Its no big secret that Skyline looks and feels different then it did in previous years. The biggest most obvious change is the reconstruction and replanting of Skyline. Coincidently, it’s my favorite change so far.
Even I was skeptical at first when I returned to my beloved campus for a new semester only to discover all the plants had been uprooted, new cement were just being laid out, and the only thing dividing walkways of plywood were diamond fences.
I did a double take just to make sure I was actually at Skyline. So many questions ran through my mind – what will the campus look like when it’s done? How much does this cost? Will construction drag out the whole year? Without trees where will local guitar players play their music?
As the Skyline View’s cartoonist I was all ready with about two or three comics cracking fun at Skyline’s decision, with jokes about how the campus looks more like a constructing site then a school. But later I had decided to hold off and wait to see how things turned out. And I was not disappointed.
This may be the understatement of the year but I must say our campus looks great! I didn’t think our humble school could look better then it already did but I was wrong. It’s almost like Xzibit came and pimped out our school, only with more green and less bling.
Already anyone reading this knows that I approve of the school decision to do reconstruction, but I also feel this is a good idea in terms of our success in the future as an institute of higher learning.
The reconstruction will be most beneficial to us as a school, and I believe this to be true because I subscribe to the “Broken Window Theory”.
For those who do not know what that is it’s a theory thought up and published in the early 80s by James Q. Wilson and George L. Kelling, which appeared in the March edition of The Atlantic Monthly. One of their examples to the theory was to “consider a sidewalk. Some litter accumulates. Soon, more litter accumulates. Eventually, people even start leaving bags of trash…”
What this translates into criminal activities if something looks good and clean and decent people will be less motivated to commit wrongdoings. If, however an apartment has a broken window it’s like an open invitation to break into said apartment.
This theory was tested by leaving a car in a not-so-friendly neighborhood. After a week or so nothing had happened to it, but when the people conducting the test broke one of the windows – well, sure enough, after about a weak all the windows were broken into and the car was stripped from the inside out.
This was such a popular theory that in the early 90s, Republican mayor of New York Rudy Giuliani used this tactic by having the police commissioner crack down on pettier crimes that usually go on with out being punished; enforcing the law against subway fare evasion, stopping public drinkers, urinators, prostitutes, graffiti artists, and the “squeegee men” who had been wiping windshields of stopped cars and demanding payment. And from what records show crime went significantly down in the newer, cleaner-looking city.
Readers at this point should know where I’m going with this. To me this theory makes as much sense as the sun rising every morning and the moon coming out at night. So I believe this also applies to our school.

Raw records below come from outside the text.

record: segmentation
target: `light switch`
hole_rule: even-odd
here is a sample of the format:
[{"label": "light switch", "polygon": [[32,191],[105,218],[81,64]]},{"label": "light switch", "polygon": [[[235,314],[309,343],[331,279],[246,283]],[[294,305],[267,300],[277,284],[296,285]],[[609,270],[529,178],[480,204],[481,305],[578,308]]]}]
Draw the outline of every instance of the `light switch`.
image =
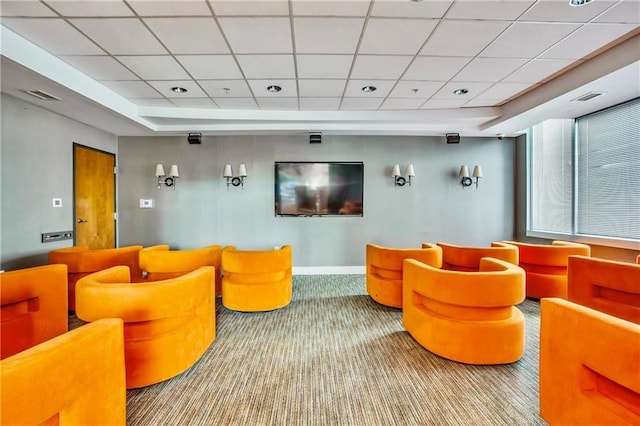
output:
[{"label": "light switch", "polygon": [[153,199],[140,198],[140,208],[141,209],[152,209],[153,208]]},{"label": "light switch", "polygon": [[51,204],[53,207],[62,207],[62,198],[52,198]]}]

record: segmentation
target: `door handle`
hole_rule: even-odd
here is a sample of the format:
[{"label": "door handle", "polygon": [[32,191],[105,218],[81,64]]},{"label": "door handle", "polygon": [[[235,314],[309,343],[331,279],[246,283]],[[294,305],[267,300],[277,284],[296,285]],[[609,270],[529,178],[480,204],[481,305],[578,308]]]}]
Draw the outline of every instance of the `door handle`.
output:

Our school is by no means a heaping cesspool of criminal activities, but we do properly present ourselves as a clean-cut campus. Why? Well, because then potential enrollees or potential staff members well be more inclined to want to be apart of the Skyline family, which can only be good for us.
And on a more personal level I know when the construction was going on I didn’t feel very much like being there because of how barren our campus was. With the new scenery? You couldn’t keep me away if you tried.
Students like me who feel the same way will want show up for class which means attendance will go up, and the new look might just be the visual pick-me-up some students need to get through the day.
Basically if we look good we feel good, and if we feel good we’ll do good, which is exactly the kind of mind set that each and every student needs to have when on school grounds.